Follow these 6 steps to run a statistically valid A/B test. Covers hypothesis formation, sample size, test design, peeking bias, and post-analysis for product managers.
A well-formed hypothesis is the difference between a test that produces learning and one that produces confusion. Every A/B test starts with a falsifiable hypothesis: what you are changing, why you expect it to move the metric, and how you will measure it.
Formula
Hypothesis: If [change], then [metric] will [increase/decrease] by [X]% because [reason]Pro tip: Write your hypothesis before you look at any data. Post-hoc hypothesis formation (writing it after seeing early results) is a form of p-hacking that invalidates the test. Document the hypothesis, MDE, and expected direction in a shared experiment log before any code is shipped.
Running a test without calculating the required sample size first is the most common A/B testing mistake. Under-powered tests produce unreliable results: false positives (declaring a winner that is not real) and false negatives (missing a real improvement).
Formula
Sample Size per Variant = (Z_power + Z_alpha)^2 x p x (1-p) / (MDE)^2Pro tip: Use the PM Toolkit A/B Test Pre-Test Planner to get your exact sample size and test duration. Most teams underestimate required sample sizes because they set MDE too optimistically. If the required duration exceeds 60-90 days, reconsider whether the test is feasible or whether to raise your MDE threshold.
A/B testing depends on isolation: change exactly one variable between control and variant so that any observed difference can be causally attributed to that change. Multi-variable changes undermine causal inference.
Formula
Variant = Control + [Single Variable Change]. All else must be identical.Pro tip: Run an A/A test (two identical control groups) for one week before launching a major test. If the A/A test shows a statistically significant difference, you have a bug in your randomization or logging. Fix it before running any real tests. A/A tests also establish your expected false positive rate in practice.

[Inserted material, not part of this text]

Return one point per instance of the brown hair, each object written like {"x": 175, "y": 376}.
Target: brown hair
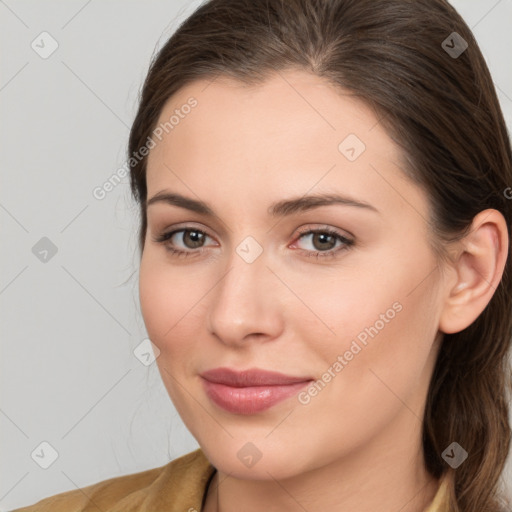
{"x": 442, "y": 110}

Proper randomization is what makes a comparison a causal experiment. Poor randomization (the kind that allows systematic differences between groups) is the most common source of invalid A/B test results in product teams.
Formula
Variant Assignment = hash(user_id + experiment_id) mod 2 — deterministic and user-stablePro tip: Network effects can contaminate your control group in social or collaborative products. If user behavior influences other users (e.g., a collaboration feature), standard A/B testing is not valid. Use cluster randomization (randomize by team or organization, not by individual user) to preserve the integrity of the experiment.
Peeking (checking results and stopping a test early when it looks significant) is one of the worst A/B testing mistakes. It inflates your false positive rate, producing confident decisions based on noise rather than signal.
Formula
Test Duration = Sample Size Required / (Daily Traffic per Variant). Run until BOTH criteria are met.Pro tip: Use dashboard alerting on guardrail metrics only during the test. Hide the primary metric from daily dashboards for experiment owners during the run to reduce the temptation to peek. Some teams adopt a strict "two-key" policy where two people must agree before a test is stopped early. Apply the same rigor you would to changing any high-stakes business process.
Post-test analysis is where you determine whether observed differences reflect a real effect or random chance. Statistical significance testing replaces gut instinct with probability-based evidence.
Formula
p-value < 0.05 AND confidence interval excludes 0 → Statistically significant resultPro tip: Use the PM Toolkit A/B Test Post-Analysis tool to calculate p-values, confidence intervals, and effect sizes from your raw counts. A statistically significant result is not a deployment mandate. Factor in implementation complexity, technical debt, downstream effects, and strategic alignment before shipping a variant. Statistical significance is one input to a business decision, not the decision itself.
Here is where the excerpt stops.